2009年10月21日

The Replacements『Don't Tell A Soul』

バンドの1つの到達点がここに!☆The Replacements『Don't Tell A Soul』
Don't Tell a Soul
発表年:1989年
ez的ジャンル:USオルタナ・ロック
気分は... :たまにはロックを!

最近、本格的なロック作品を取り上げていなかったですね...
ということでセレクトしたのがThe Replacements『Don't Tell A Soul』(1989年)です。

80年代半ばから後半にかけて、僕の全米Top40離れ、ロック離れが進み、特に売れ線USロックを殆ど聴かなくなりました。かろうじてオルタナ系USロックを少し聴いていた程度でしたね。例えば、R.E.M.The Smithereensとか...今日紹介するThe Replacements『Don't Tell A Soul』もそんな1枚です。

The Replacementsは、1979年にミネアポリスで結成されたロック・バンド。結成時のメンバーはPaul Westerberg(vo、g)、Bob Stinson(g)、Tommy Stinson(b)、Chris Mars(ds)の4名。

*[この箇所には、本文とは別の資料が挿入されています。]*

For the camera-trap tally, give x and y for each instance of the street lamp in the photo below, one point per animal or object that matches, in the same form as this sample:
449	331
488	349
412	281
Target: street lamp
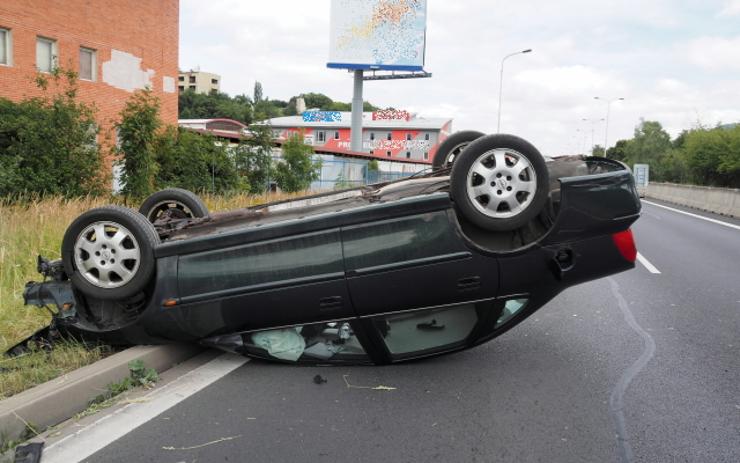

1981年にエネルギッシュでハードコアなデビュー・アルバム『Sorry Ma, Forgot to Take Out the Trash』をリリース。ミニ・アルバム『Stink』(1982年)を挟んで、『Hootenanny 』(1983年)、『Let It Be』(1984年)といったアルバムをリリースし、音楽的な幅を広げたロック・バンドへと成熟していきます。

ライブ・アルバム『The Shit Hits the Fans』を最後にレコード会社を移籍し(Twin/ToneからメジャーのSireへ)、『Tim』(1985年)をリリースしますが、グループの音楽性の変化に反対であったBob Stinsonがグループを脱退します。ギタリスト不在のまま『Pleased to Meet Me』(1987年)をリリースした後、新ギタリストSlim Dunlapが加入します。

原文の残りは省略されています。